Panel 1.4 has just been released! Checkout the release notes and support Panel by giving it a 🌟 on Github.

Comparing Panel and Dash#

Panel and Dash can both be used to create dashboards in Python, but take very different approaches:

  • Panel provides full, seamless support for usage in Jupyter notebooks, making it simple to add controls and layouts wherever they are needed in a workflow, without necessarily building up to any particular shareable app. Dash is focused almost exclusively on standalone dashboards, though there are some workarounds available for using Dash in notebooks.

  • Panel focuses on helping Python users create apps and dashboards using Python, with a concise and expressive Pythonic syntax. Dash reveals more of the underlying HTML and CSS details, which is useful for customization but can be distracting during the data-exploration phase of a project and leads to apps that require extensive knowledge beyond Python to extend and maintain.

  • Panel is plotting-library agnostic, fully supporting a wide range of Python libraries out of the box, including Plotly. Dash has full support for Plotly but only limited support for other plotting libraries, using separate extension packages.

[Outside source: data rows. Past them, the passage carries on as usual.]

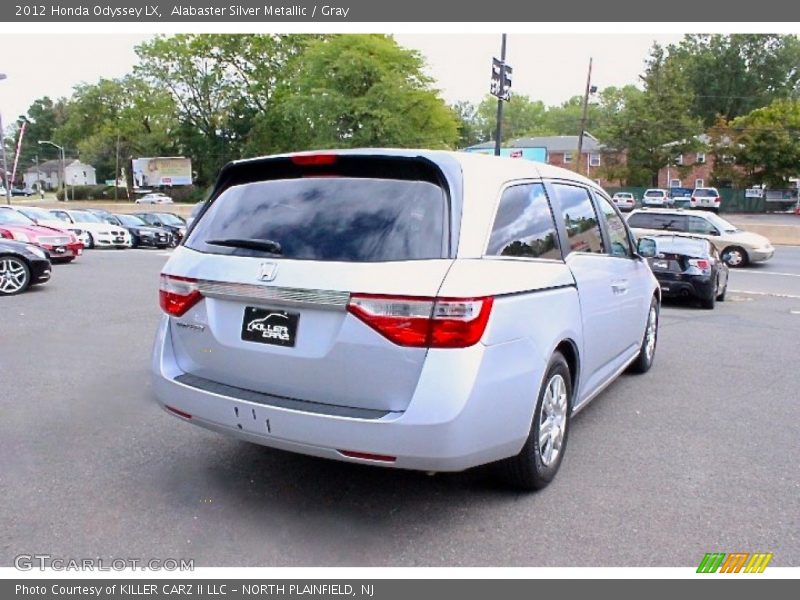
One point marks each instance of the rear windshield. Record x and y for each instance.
(348, 219)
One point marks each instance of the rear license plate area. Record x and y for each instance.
(270, 326)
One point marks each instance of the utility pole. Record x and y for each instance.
(583, 118)
(498, 134)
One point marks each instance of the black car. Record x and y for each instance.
(687, 267)
(142, 234)
(172, 223)
(21, 266)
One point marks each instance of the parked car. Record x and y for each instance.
(736, 247)
(99, 234)
(21, 266)
(706, 198)
(687, 267)
(61, 245)
(141, 233)
(403, 308)
(154, 199)
(169, 221)
(193, 215)
(656, 197)
(40, 216)
(624, 201)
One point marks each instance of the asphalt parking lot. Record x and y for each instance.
(699, 455)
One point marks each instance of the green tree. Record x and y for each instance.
(766, 143)
(731, 75)
(654, 126)
(359, 90)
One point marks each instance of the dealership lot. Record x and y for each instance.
(699, 455)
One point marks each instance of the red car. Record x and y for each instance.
(63, 246)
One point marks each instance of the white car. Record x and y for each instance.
(154, 199)
(656, 197)
(624, 200)
(99, 234)
(403, 308)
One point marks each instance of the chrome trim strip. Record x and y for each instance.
(326, 299)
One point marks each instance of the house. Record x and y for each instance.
(560, 151)
(48, 174)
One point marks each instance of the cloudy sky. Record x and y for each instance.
(549, 67)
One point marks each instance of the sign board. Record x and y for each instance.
(500, 83)
(162, 171)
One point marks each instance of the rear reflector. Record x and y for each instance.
(367, 456)
(176, 295)
(424, 322)
(180, 413)
(313, 160)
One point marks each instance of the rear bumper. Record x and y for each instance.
(471, 407)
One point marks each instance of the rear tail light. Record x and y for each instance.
(176, 295)
(700, 263)
(424, 322)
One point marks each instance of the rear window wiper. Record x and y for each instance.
(270, 246)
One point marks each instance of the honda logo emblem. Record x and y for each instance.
(268, 271)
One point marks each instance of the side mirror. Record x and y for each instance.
(646, 248)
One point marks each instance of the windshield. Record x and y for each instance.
(12, 217)
(131, 221)
(721, 223)
(83, 217)
(170, 219)
(37, 214)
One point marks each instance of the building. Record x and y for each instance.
(561, 151)
(48, 174)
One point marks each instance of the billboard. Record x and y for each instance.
(162, 171)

  • Dash dashboards store all of their per-user session state in the client (i.e., the browser), while Panel allows per-user, per-session state in both the server and the client, synchronizing between the two if needed. This difference has important implications:

    • Dash’s approach is more highly scalable in some cases, allowing many simultaneous client sessions without necessarily using up resources on the server for each new client.

    • Panel’s approach makes it easy to do server-side caching of intermediate computations for each user, which can make complex processing pipelines much more responsive. For instance, when used with a Datashader pipeline where the server renders an image from data that is never transmitted to the client, only the stages that have actually changed need to be re-run when a user interacts with the plot, making rendering changes like selecting a colormap almost instantaneous because the already aggregated data can be reused. With Dash, the server does not retain a copy of the intermediate data in such a pipeline, so when a new request comes in, it has to recompute each of the stages even when the data involved has not changed. The Datashader example dashboard shows how to use this intermediate-value caching to provide the fastest possible updates for a given user action, only re-running the computation actually needed to satisfy the request, re-using cached values stored on the server when appropriate.